Ah, you meant in the select, not the table. I guess I'm just much more in favour of being explicit, but I can understand the usefulness of what you said now that I fully understand it.

sanderjd · on Nov 12, 2019

This would definitely lead to me being very confused when things I'm selecting that I thought were aggregates were actually being implicitly grouped, or when one thing I'm selecting that I didn't realize is an aggregation results in grouping by all the other fields. There is no way for the query engine to know which direction I made a mistake in, so it just tells me something is wrong and let's me figure out how to fix it. Failing fast is much better than trying to guess at what I'm trying to do.

paulddraper · on Nov 12, 2019

To summarize: "Writing things twice allows you to know where you went wrong and correct it."

That's true.

I still prefer DRY, but I can appreciate the WET perspective.

sanderjd · on Nov 13, 2019

Your summary is wrong. When you write "select field" you are saying which field to return from the query. When you write "group by field", you are saying that you want the query to group by that field when generating query results. You are not writing anything twice, you are writing two different things.
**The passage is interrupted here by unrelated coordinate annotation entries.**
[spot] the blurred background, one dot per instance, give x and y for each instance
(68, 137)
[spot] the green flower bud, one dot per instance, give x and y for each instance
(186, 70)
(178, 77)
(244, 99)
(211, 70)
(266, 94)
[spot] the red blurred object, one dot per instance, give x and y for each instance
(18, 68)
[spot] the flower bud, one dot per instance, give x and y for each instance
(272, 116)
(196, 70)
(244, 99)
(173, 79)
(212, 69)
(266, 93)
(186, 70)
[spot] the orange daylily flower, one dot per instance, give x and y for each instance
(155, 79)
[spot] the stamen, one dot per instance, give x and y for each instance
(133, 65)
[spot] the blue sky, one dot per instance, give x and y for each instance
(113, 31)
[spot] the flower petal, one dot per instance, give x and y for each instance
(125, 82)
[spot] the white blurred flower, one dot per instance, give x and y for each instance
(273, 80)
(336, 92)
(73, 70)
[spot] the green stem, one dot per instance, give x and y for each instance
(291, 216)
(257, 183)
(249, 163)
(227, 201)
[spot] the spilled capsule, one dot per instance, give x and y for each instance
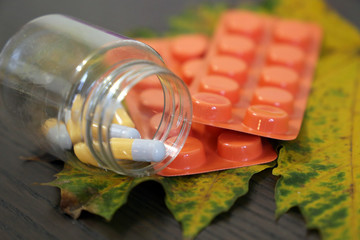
(143, 150)
(120, 131)
(140, 150)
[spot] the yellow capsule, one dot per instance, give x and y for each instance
(121, 148)
(76, 107)
(74, 131)
(121, 117)
(83, 153)
(49, 123)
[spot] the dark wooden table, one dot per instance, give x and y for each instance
(31, 211)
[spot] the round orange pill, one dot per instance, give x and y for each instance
(238, 146)
(275, 97)
(220, 85)
(211, 107)
(244, 23)
(230, 67)
(190, 68)
(279, 76)
(191, 156)
(189, 46)
(292, 32)
(266, 119)
(286, 55)
(152, 100)
(238, 46)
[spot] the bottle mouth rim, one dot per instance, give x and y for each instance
(114, 88)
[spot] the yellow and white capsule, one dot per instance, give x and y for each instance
(56, 133)
(76, 107)
(121, 117)
(83, 153)
(142, 150)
paulddraper · on Nov 13, 2019

When I write "select field" I am saying which field I want to return from the query and which field I want to group by. There's no difference. And the DBMS enforces that there is no difference. *

* Except for the special case when it's non-aggregated and I want duplicate rows in the result set. SQL allowing duplicate rows is a departure from the underlying relational paradigm.

jeltz · on Nov 12, 2019

The reason it needs to be explicit is to prevent mistakes, which is why it is a good thing that most databases try to infer which columns are functionally dependent on the GROUP BY columns so that you can skip them for the GROUP BY clause.